Security Considerations
Network Security
Never expose port 11434 directly to the internet. Ollama has no built-in authentication.
If you need remote access:
# Option 1: SSH tunnel
ssh -L 11434:localhost:11434 user@server
# Option 2: Reverse proxy with auth (nginx example)
# Add basic auth in front of /api/*
Production Deployment
For production use:
- Run behind a reverse proxy (Traefik, Nginx, Caddy)
- Add authentication (OAuth, basic auth)
- Use HTTPS/TLS certificates
- Consider container isolation (Docker networks)
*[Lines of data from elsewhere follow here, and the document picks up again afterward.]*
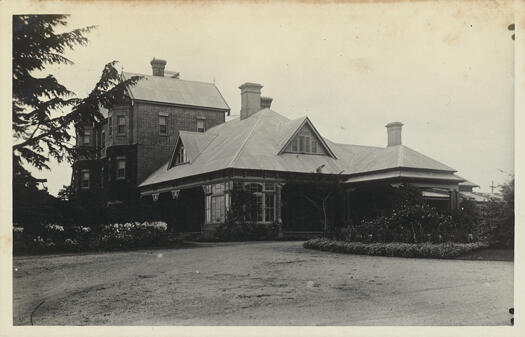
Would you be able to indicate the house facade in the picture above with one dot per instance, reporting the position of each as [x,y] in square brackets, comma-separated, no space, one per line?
[134,139]
[291,175]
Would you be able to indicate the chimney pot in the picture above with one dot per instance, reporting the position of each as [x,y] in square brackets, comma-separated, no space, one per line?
[394,133]
[250,99]
[157,67]
[266,102]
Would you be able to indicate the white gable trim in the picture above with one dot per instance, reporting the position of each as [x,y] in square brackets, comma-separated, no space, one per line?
[316,133]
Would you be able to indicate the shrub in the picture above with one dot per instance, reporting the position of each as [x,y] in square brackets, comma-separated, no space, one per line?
[446,250]
[245,231]
[56,238]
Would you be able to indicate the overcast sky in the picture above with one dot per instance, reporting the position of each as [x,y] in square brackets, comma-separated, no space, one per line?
[443,69]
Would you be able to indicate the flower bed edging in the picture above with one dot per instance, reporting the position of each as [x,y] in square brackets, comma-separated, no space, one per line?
[446,250]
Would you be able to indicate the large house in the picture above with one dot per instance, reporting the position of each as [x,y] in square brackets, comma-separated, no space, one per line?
[171,146]
[280,163]
[134,139]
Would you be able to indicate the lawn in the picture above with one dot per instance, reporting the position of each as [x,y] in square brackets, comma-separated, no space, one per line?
[265,283]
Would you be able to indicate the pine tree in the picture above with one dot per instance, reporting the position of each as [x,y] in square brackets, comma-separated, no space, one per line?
[41,122]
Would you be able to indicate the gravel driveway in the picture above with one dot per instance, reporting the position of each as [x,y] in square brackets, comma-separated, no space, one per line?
[269,283]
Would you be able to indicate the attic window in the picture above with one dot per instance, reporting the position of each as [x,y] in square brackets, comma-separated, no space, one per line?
[305,142]
[163,130]
[180,156]
[201,124]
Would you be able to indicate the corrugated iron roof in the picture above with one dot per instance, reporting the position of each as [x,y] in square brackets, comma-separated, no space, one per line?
[254,143]
[176,91]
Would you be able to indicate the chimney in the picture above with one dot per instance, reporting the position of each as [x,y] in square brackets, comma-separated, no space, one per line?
[157,67]
[266,102]
[394,133]
[250,99]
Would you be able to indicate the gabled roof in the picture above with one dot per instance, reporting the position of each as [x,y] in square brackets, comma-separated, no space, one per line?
[255,143]
[176,91]
[295,126]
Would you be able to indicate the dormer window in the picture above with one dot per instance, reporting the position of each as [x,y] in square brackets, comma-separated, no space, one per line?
[86,137]
[306,140]
[163,125]
[201,124]
[181,156]
[121,125]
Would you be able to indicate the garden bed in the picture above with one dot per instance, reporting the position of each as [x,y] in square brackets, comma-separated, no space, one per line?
[446,250]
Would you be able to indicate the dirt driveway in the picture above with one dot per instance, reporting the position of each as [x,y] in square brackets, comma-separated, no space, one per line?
[270,283]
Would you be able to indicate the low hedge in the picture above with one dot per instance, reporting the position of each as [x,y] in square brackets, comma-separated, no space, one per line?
[446,250]
[54,238]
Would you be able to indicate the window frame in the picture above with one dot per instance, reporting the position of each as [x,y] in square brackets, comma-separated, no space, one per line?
[82,180]
[118,169]
[203,121]
[124,125]
[163,117]
[87,132]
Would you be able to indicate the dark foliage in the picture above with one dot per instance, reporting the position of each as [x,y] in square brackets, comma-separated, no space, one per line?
[412,220]
[445,250]
[53,238]
[499,217]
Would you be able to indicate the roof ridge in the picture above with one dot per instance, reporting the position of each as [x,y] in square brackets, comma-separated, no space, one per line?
[168,78]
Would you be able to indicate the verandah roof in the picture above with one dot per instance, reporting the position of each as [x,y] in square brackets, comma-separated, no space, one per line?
[255,143]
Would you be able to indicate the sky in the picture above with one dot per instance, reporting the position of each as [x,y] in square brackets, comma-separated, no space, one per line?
[443,69]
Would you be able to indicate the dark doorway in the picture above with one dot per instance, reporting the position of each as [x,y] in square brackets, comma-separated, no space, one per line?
[188,210]
[302,209]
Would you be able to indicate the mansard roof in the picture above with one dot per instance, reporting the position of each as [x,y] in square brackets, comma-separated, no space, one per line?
[256,143]
[175,91]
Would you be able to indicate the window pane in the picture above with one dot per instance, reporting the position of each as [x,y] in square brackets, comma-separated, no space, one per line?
[269,207]
[307,143]
[162,125]
[294,145]
[121,168]
[200,125]
[121,124]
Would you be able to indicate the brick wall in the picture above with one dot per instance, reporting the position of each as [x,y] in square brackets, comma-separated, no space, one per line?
[155,149]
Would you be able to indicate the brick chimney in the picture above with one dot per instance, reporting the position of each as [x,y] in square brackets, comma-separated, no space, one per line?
[157,67]
[394,133]
[250,99]
[266,102]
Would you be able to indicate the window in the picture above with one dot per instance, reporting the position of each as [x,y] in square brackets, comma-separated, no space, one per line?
[121,124]
[181,156]
[163,127]
[307,144]
[84,180]
[269,206]
[217,201]
[294,144]
[86,138]
[306,141]
[217,208]
[201,124]
[102,177]
[314,146]
[121,168]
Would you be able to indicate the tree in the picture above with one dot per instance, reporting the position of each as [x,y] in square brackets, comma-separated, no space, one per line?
[38,133]
[41,126]
[44,110]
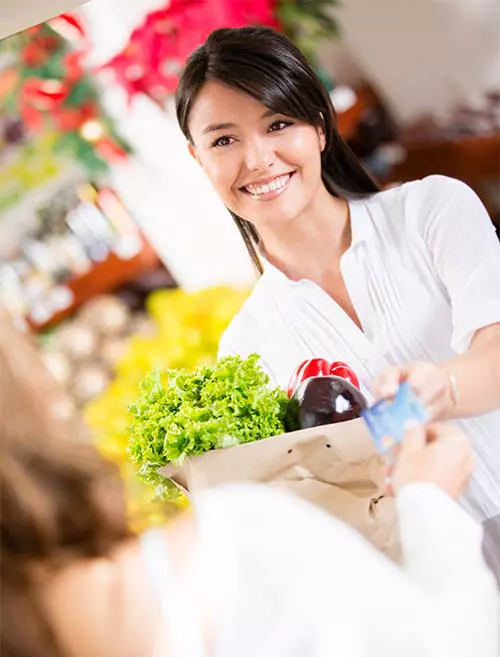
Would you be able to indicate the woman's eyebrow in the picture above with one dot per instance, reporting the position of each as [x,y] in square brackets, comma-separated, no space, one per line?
[218,126]
[214,127]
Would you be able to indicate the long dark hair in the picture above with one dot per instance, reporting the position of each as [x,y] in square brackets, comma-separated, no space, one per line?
[267,66]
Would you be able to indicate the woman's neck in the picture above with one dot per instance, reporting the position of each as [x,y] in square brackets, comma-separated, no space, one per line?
[312,244]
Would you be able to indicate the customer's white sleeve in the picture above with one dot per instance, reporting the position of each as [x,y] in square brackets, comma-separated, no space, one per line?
[465,251]
[285,578]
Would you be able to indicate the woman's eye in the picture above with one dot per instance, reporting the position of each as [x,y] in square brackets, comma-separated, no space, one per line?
[279,125]
[222,141]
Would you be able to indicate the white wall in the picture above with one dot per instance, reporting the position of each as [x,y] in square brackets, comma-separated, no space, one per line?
[425,55]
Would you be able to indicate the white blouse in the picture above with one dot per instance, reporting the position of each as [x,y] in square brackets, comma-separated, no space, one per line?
[423,274]
[277,577]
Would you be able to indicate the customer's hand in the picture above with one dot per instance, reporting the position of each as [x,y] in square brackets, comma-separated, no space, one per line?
[437,453]
[431,383]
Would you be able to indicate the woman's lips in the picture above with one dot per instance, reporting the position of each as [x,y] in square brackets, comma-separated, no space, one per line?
[270,190]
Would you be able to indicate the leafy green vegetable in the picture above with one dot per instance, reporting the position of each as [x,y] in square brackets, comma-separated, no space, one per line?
[181,413]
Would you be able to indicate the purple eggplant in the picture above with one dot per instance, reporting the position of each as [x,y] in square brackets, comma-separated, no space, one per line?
[323,400]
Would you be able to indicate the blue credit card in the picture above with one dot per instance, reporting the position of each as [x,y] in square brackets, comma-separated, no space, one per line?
[389,419]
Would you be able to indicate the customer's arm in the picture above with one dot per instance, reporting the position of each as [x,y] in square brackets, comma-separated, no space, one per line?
[282,574]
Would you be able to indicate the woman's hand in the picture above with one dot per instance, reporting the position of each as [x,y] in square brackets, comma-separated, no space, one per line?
[437,453]
[432,384]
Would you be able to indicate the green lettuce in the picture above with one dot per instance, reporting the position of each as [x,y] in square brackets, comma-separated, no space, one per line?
[180,413]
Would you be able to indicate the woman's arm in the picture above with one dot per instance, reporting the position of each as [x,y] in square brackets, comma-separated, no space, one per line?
[477,374]
[463,386]
[289,576]
[465,253]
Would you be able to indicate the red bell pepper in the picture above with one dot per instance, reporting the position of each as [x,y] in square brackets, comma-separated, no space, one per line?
[320,367]
[338,368]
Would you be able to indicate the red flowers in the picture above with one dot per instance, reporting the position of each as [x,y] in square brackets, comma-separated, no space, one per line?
[157,51]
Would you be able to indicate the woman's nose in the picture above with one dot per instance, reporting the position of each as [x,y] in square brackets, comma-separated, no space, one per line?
[258,155]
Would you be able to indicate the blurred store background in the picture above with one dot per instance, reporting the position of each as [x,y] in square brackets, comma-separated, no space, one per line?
[114,250]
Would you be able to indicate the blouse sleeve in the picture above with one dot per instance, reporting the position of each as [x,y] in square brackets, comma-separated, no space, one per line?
[466,255]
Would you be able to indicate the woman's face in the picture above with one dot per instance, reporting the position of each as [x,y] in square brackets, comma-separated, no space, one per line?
[265,167]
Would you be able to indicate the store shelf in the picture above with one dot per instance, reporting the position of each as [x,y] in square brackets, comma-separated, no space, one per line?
[105,277]
[474,159]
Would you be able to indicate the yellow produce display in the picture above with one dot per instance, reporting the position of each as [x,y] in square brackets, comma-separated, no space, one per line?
[188,330]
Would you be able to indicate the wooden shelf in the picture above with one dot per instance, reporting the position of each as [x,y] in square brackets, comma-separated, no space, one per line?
[105,277]
[473,159]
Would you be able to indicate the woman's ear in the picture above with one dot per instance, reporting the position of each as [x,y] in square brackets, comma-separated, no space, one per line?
[321,133]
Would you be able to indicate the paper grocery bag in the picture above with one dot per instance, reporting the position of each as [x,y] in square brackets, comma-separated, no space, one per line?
[334,466]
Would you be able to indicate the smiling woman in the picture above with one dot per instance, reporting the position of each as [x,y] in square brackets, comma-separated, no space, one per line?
[260,122]
[401,284]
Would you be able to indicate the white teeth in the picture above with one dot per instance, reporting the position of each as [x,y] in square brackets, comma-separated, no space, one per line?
[274,185]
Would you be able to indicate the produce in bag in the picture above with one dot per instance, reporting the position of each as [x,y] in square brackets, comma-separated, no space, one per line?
[222,424]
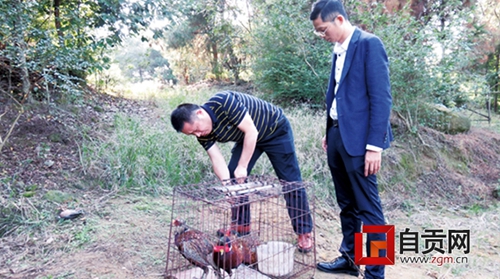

- Keep Ollama and Open WebUI updated
Homelab Integration Examples
API Integration
Ollama exposes a REST API on port 11434:
# Simple completion
curl http://localhost:11434/api/generate -d '{
"model": "llama3.1",
"prompt": "Why is self-hosting awesome?",
"stream": false
}'
# Chat endpoint
curl http://localhost:11434/api/chat -d '{
"model": "llama3.1",
"messages": [
{"role": "user", "content": "Explain Docker in one paragraph"}
]
}'
Python Example
import requests
response = requests.post('http://localhost:11434/api/chat', json={
"model": "llama3.1",
"messages": [{"role": "user", "content": "Hello!"}],
"stream": False
})
print(response.json()['message']['content'])
Use Cases
- Automation scripts: Generate dynamic content, summarize logs
- Home Assistant integration: Voice assistant with local processing
- Code review: Analyze pull requests without sending code to the cloud
- Document indexing: RAG over your homelab documentation
Troubleshooting
Model Not Loading
# Check logs
journalctl -u ollama -f
# Verify VRAM
nvidia-smi
# Try smaller model first
ollama pull llama3.1:8b
Slow Responses
- Verify GPU is being used (
/show infoin chat) - Check VRAM usage during inference
- Try a smaller quantization
- Ensure model fits entirely in VRAM (avoid CPU offload)
Docker GPU Issues
# Test NVIDIA container toolkit
docker run --rm --gpus all nvidia/cuda:12.0.0-base-ubuntu22.04 nvidia-smi
If that fails, install the NVIDIA Container Toolkit:
# Ubuntu/Debian
curl -fsSL https://nvidia.github.io/libnvidia-container/gpgkey | \
sudo gpg --dearmor -o /usr/share/keyrings/nvidia-container-toolkit-keyring.gpg
curl -s -L https://nvidia.github.io/libnvidia-container/stable/deb/nvidia-container-toolkit.list | \
sed 's#deb https://#deb [signed-by=/usr/share/keyrings/nvidia-container-toolkit-keyring.gpg] https://#g' | \
sudo tee /etc/apt/sources.list.d/nvidia-container-toolkit.list
sudo apt update
sudo apt install -y nvidia-container-toolkit
sudo nvidia-ctk runtime configure --runtime=docker
sudo systemctl restart docker
Commands Cheat Sheet
# List installed models
ollama list
# Pull a new model
ollama pull llama3.1
# Run interactively
ollama run llama3.1
# Run with options
ollama run llama3.1 --context 8192
# Show model info
ollama show llama3.1
# Delete a model
ollama rm mistral
# Push custom model (if you create one)
ollama push mymodel
# Serve API on custom port
OLLAMA_HOST=0.0.0.0:8080 ollama serve
What’s Next?
Once you’ve got Ollama and Open WebUI running:
- Experiment with models - Try different sizes and see what works for your hardware
- Set up RAG - Upload your homelab documentation and chat with it
- Create custom models - Use Modelfiles to create specialized assistants
- Integrate with your stack - Use the API for automation
- Share with family - Open WebUI supports multiple users
The self-hosted AI revolution is here, and it runs on your hardware. No API keys required.